После того как они гранулы, удалить YPAD средств массовой информации, что они растут в и мыть клетки с дистиллированной водой. После этого, мы собираемся взять клетки, и мы собираемся повторно использовать их в 100 миллимолейных ацетата лития. Мы собираемся повторно использовать их в 200 микролитров этого.
Resuspend гранулы клетки нежным pipetting вверх и вниз. Разделите клетки на отдельные трубки микротехи для каждого из преобразований, которые вы будете выполнять, используя 50 микролитров этой смеси за преобразование. К каждому из преобразований необходимо добавить 240 микролитров 50% PEG.
PEG очень вязкий, пипетка и мера очень тщательно. Смешайте путем пипетки после добавления PEG и после каждого из дополнительных компонентов. Далее добавьте 36 микролитров одного молярного литиевого ацетата, пять микролитров ДНК спермы лосося или другую ДНК носителя, которая варилась в течение пяти минут и помещена на лед, и, наконец, пять микролитров плазмиды для каждой трансформации, которую вы будете выполнять.
Vortex каждой трубки тщательно перемешать. Инкубировать образцы при 30 градусах по Цельсию в течение 45 минут. Тепло ударяет их на 42 по Цельсию в течение 10 минут, а затем мыть клетки один раз в стерильной воде, наконец, повторно их в 200 микролитров стерильной воды.
Установите от одного до 10 и от одного до 100 разбавления каждого из преобразованных штаммов дрожжей и пластины 150 микролитров на SC минус пластины лея, чтобы выбрать для плазмидов. Распространение клеток равномерно и равномерно, и позволяют пластины высохнуть перед инвертированием и инкубации их при 30 градусов по Цельсию, что позволяет им расти в течение 48 до 72 часов. Как только мы успешно клонируем наш ген для тестирования, мы тестируем влияние на хронологическую продолжительность жизни организма.
Мы будем выращивать дрожжи, отслеживая количество жизнеспособных колоний, образующих единицы, которые остаются в качестве функции времени. Выращиваем дрожжи сначала в течение 72 часов в SC минус лейкин жидких средств массовой информации с тряской при температуре 30 градусов по Цельсию. Используя гемоцитометр, определите разбавление, необходимое, чтобы позволить вам пластины 500 клеток.
Используя стерильную технику, пластины клеток на SC минус лей пластины, что позволяет ему высохнуть и инкубировать перевернутый в течение трех дней при температуре 30 градусов по Цельсию, в этот момент они будут расти, и вы можете оценка роста колонии и записывать, что точка времени.
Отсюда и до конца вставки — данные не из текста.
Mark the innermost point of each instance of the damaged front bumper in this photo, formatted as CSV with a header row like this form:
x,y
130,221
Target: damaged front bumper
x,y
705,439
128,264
После изготовления пластины, продолжать инкубировать дрожжи при 30 градусах по Цельсию без тряски. Первоначально мы повторяем покрытие через еженедельные промежутки времени, принимая более частые точки времени, если наши предварительные данные свидетельствуют о подавлении старения фенотипа.
Для того, чтобы определить процент жизнеспособности, мы нормализуем в день один раз точки для анализа. Не забудьте пластины же разбавления на каждом интервале. Продолжайте этот процесс, пока вы больше не увидите каких-либо колоний растут.
Полезно ввести вашу информацию в электронную таблицу Excel. Это позволит быстро определить жизнеспособность каждого штамма по завершении эксперимента.